In truth, the central role of my job as a philosopher of Stoicism and, especially, as a communicator of Stoicism, is to correct misconceptions.
So that’s the function of this publication now. Not long essays on obscure topics, but corrections to misconceptions I find on social media. I think this is a far more useful thing. More enjoyable too.
Let’s kick things off with a little murder

There are a lot of “Stoicism influencers" on Bluesky. New platforms usually see a large influx of these sorts of accounts in the first year and then they die off as their creators learn the content doesn’t play particuarly well when it’s just overly hashtagged quote porn.
But in this case, I took umbrage with the quote because it wasn’t relevant to Stoicism and it wasn’t something, technically, that Seneca, himself, said at all.
Instead, it's from a tragedy he wrote (Seneca was a great tragic playwright; see Gioia's "Seneca: The Madness of Hercules"). The play was called "The Trojan Women” (or just, “Troades”).
In the play, this quote ("mercy often means giving death, not life" or in some translations "Often it is mercy to kill, not to preserve life") is spoken by Andromache.
The context is deeply tragic: Andromache is facing the terrible dilemma regarding her young son Astyanax's fate. She has hidden him in Hector's tomb to protect him from the Greeks, who have decreed he must die.

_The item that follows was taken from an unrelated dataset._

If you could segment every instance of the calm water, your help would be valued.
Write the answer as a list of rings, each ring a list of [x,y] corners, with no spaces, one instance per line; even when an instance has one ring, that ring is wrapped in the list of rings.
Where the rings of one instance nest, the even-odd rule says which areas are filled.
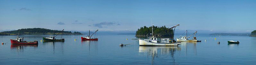
[[[201,42],[178,46],[140,46],[133,35],[98,35],[98,41],[82,41],[81,36],[64,36],[64,42],[41,42],[49,36],[26,36],[36,45],[12,45],[14,36],[1,36],[0,63],[5,64],[255,64],[256,37],[198,36]],[[60,37],[60,36],[58,36]],[[176,37],[179,36],[175,36]],[[214,38],[216,40],[214,40]],[[126,40],[126,39],[128,40]],[[74,41],[74,39],[77,40]],[[205,41],[206,40],[207,41]],[[239,41],[239,44],[227,41]],[[217,43],[220,41],[220,43]]]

When Ulysses (Odysseus) comes to take the boy away, Andromache experiences an agonizing internal conflict and briefly considers whether death might actually be more merciful for her son than the alternative—a life of slavery and humiliation as a captive, especially given his royal heritage as Hector's son.
In this moment of despair, she utters this line, reflecting the idea that sometimes death is preferable to a life of suffering and indignity.
This sort of missing context is a problem…
If you’re a “Stoic bro” and you see something like this, you might think,
“Yeah man! Even the Stoics know that sometimes it’s better to kill your enemy than show them mercy cause sometimes death is mercy. Now let’s go be mean to people because sometimes being mean is actually the kind thing to do, bro.”
Or, if you’re someone who thinks Stoicism is a problematic philosophy that no one ought to be practicing, you might think,
“Here’s another Stoic, glorifying death. More hypermasculine bullshit. Stoicism celebrates mercy killing.”
Neither of these takeaways provide could PR for the philosophy of Stoicism.
Given context, though, it could still be considered Stoic in spirit…
Nothing about this means an Ancient Stoic wouldn't have thought that death was sometimes more merciful than life, but they probably wouldn't have included that in the canon of their philosophy since it wouldn't be mercy or suffering they'd be concerned with it would be about the moral and just choice.
In one of his famous letters, Seneca could have said, "It is sometimes the Good choice to die rather than live" (he didn't say that, but he could of) — in fact, Seneca did commit suicide at the behest of Nero! though, it's not entirely clear whether this was a just choice or not.
The central tenant of Stoicism is Virtue (moral character) — not mercy or death since context would change the just (as in justness) measure of either.